Poker in America, for some reason, has always been presented with this cagey no-no edge. We can buy scratch offs and invest in stocks and drive Smart cars at rush hour, but somehow poker, a game undeniably more vested in skill than most other forms of inert competition, is a plague. As a result, Americans either migrate to Las Vegas for vacation, or they put their money in the hands of those beyond U.S. jurisdiction, gambling even with the possibility that they might not ever see that money again. Tax dollars disappear, and college kids keep graduating whether they open a Bookmaker account or not, all behind the elephant-colored moral veil that somehow we need America to protect us from ourselves.

Meanwhile, the new Affleck movie is safe as milk. It's got guns and big cleavage and house music. It's got corrupt government officials being fed to alligators and the face of a pop star fighting for his name.

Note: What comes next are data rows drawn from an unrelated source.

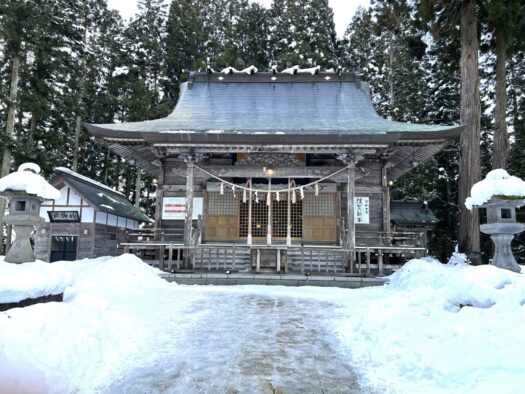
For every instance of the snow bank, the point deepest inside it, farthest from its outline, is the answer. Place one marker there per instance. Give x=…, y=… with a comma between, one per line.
x=31, y=280
x=120, y=71
x=439, y=328
x=496, y=183
x=26, y=180
x=86, y=340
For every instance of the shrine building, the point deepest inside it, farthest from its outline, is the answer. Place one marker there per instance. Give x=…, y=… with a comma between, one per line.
x=277, y=172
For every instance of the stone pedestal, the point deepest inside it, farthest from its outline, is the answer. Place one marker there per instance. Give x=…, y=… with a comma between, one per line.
x=502, y=226
x=23, y=222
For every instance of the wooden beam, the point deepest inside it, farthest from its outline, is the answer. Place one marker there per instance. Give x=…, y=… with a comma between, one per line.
x=257, y=172
x=172, y=148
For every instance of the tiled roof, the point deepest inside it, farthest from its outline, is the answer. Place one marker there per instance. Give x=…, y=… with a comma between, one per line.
x=254, y=104
x=102, y=197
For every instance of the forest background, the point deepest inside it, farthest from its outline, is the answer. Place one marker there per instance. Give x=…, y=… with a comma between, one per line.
x=78, y=61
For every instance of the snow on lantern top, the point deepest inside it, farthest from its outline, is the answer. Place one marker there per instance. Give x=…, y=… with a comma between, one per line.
x=27, y=179
x=497, y=183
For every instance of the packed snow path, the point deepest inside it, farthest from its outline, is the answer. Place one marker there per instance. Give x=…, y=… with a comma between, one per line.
x=245, y=343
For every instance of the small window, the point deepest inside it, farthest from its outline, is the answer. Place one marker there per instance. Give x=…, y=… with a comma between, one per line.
x=506, y=213
x=20, y=206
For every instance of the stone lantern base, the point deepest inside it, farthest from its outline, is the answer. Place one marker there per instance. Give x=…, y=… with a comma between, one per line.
x=21, y=251
x=502, y=235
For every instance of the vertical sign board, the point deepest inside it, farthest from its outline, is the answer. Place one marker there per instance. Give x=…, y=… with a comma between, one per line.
x=174, y=208
x=362, y=210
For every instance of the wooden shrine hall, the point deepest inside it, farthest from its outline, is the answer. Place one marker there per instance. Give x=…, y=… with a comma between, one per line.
x=276, y=172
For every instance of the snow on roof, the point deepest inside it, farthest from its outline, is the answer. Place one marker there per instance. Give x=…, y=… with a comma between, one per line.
x=86, y=179
x=497, y=183
x=26, y=179
x=232, y=70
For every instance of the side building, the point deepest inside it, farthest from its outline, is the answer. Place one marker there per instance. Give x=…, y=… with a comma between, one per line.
x=89, y=220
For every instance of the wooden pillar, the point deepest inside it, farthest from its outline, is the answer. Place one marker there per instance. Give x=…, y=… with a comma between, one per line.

And while Runner Runner does its best to make gambling seem like just another one of hundreds of traditionally morally bent ways of entertainment, in the end it is just another action movie used as a device to pass the time. It's almost even good at that, though I can't say I didn't pull out my phone and check Twitter and Gmail and send a text message a few times throughout. If I could play poker for money on my phone, I probably would have, but instead I gambled with what parts of the story I could miss and still know where I was exactly, which was at an OK flick I won't remember from last late summer's version in a month. But like anything devised as entertainment, there's nothing wrong with that, any more so than there's anything wrong with the lard in cheese on the nachos or the butter on the exploded corn you bought to give your mouth and face something to do with while you sit on your ass in the dark surrounded by strangers all together staring with you at a bright screen.

Online poker isn't scary, nor is it sexy. I've spent countless hours on end folding and raising, looking for sports bets that might pay off, all time I could have been doing something better with myself during, but also time I could have been rubbing shit on my face. Internet gambling is not going to turn anybody into a crackhead or cause them to lose their jobs, at least not any more than anything else in the world possibly could. Any practice or substance is subject to addiction, to misuse, but I don't see mandates coming down to outlaw Nickelback or Robin Thicke. By forcing people who want to gamble from home to scurry off to providers housed in unpoliced regions is far more dangerous, and the opposite of freedom. I'm not sure that it means to, but in the end Runner Runner feels more like a 90 minute ad supporting our government's decision to rather arbitrarily demonize what seems as common a vice as any other. There's nothing that isn't a gamble of some for or another, including buying a ticket to a movie or looking too long into a light. Apparently, we need some more prudent fascists put in charge. Or maybe just some logical people.

Here's the version of Runner Runner I would have liked to see, or at least one somewhat closer to the world of online poker: J.T. gains 80 pounds for his performance as a guy who works in a cubicle by day and plays online poker at night, drinking Mountain Dew while eight-tabling $.50/$1 no limit for a modest monthly profit, each night masturbating himself to sleep. Affleck, having also put on eighty pounds, plays J.T.'s alcoholic neighbor with Tourette's, who stays up beyond late most nights snorting coke and watching SportsCenter. Over time, bonding in loneliness, the two men become best friends, and eventually, roommates. They grow old together sharing the same wi-fi signal. The end.